The Four-Loop Planar Amplitude and Cusp Anomalous Dimension in Maximally Supersymmetric Yang-Mills Theory

TL;DR

This paper computes the four-loop planar four-point amplitude in N=4 SYM, tests a conjecture about the cusp anomalous dimension, and provides evidence supporting the AdS/CFT correspondence through numerical analysis.

Contribution

It presents the first explicit four-loop planar amplitude in N=4 SYM and challenges a previous conjecture, offering refined estimates for the cusp anomalous dimension.

Findings

The four-loop amplitude matches infrared divergence predictions.

The Eden-Staudacher conjecture for the cusp anomalous dimension is incorrect.
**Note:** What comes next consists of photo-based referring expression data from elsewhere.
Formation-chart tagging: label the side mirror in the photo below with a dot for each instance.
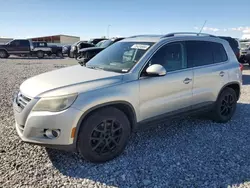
(82, 61)
(156, 70)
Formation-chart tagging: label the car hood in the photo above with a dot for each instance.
(90, 49)
(74, 79)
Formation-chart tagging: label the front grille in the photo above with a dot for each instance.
(22, 100)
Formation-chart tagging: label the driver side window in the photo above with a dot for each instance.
(170, 56)
(15, 43)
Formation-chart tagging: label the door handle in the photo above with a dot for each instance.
(187, 80)
(222, 73)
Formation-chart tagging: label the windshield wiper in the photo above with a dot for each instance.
(96, 68)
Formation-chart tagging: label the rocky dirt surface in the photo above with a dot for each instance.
(190, 152)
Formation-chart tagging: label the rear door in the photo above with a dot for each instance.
(24, 46)
(209, 60)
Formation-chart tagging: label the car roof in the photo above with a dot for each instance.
(179, 36)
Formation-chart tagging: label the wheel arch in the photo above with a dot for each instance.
(234, 85)
(124, 106)
(4, 50)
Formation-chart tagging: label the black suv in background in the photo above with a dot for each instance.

Numerical estimates support the AdS/CFT correspondence.

Abstract

We present an expression for the leading-color (planar) four-loop four-point amplitude of N=4 supersymmetric Yang-Mills theory in 4-2 e dimensions, in terms of eight separate integrals. The expression is based on consistency of unitarity cuts and infrared divergences. We expand the integrals around e=0, and obtain analytic expressions for the poles from 1/e^8 through 1/e^4. We give numerical results for the coefficients of the 1/e^3 and 1/e^2 poles. These results all match the known exponentiated structure of the infrared divergences, at four separate kinematic points. The value of the 1/e^2 coefficient allows us to test a conjecture of Eden and Staudacher for the four-loop cusp (soft) anomalous dimension. We find that the conjecture is incorrect, although our numerical results suggest that a simple modification of the expression, flipping the sign of the term containing zeta_3^2, may yield the correct answer. Our numerical value can be used, in a scheme proposed by Kotikov, Lipatov and Velizhanin, to estimate the two constants in the strong-coupling expansion of the cusp anomalous dimension that are known from string theory. The estimate works to 2.6% and 5% accuracy, providing non-trivial evidence in support of the AdS/CFT correspondence. We also use the known constants in the strong-coupling expansion as additional input to provide approximations to the cusp anomalous dimension which should be accurate to under one percent for all values of the coupling. When the evaluations of the integrals are completed through the finite terms, it will be possible to test the iterative, exponentiated structure of the finite terms in the four-loop four-point amplitude, which was uncovered earlier at two and three loops.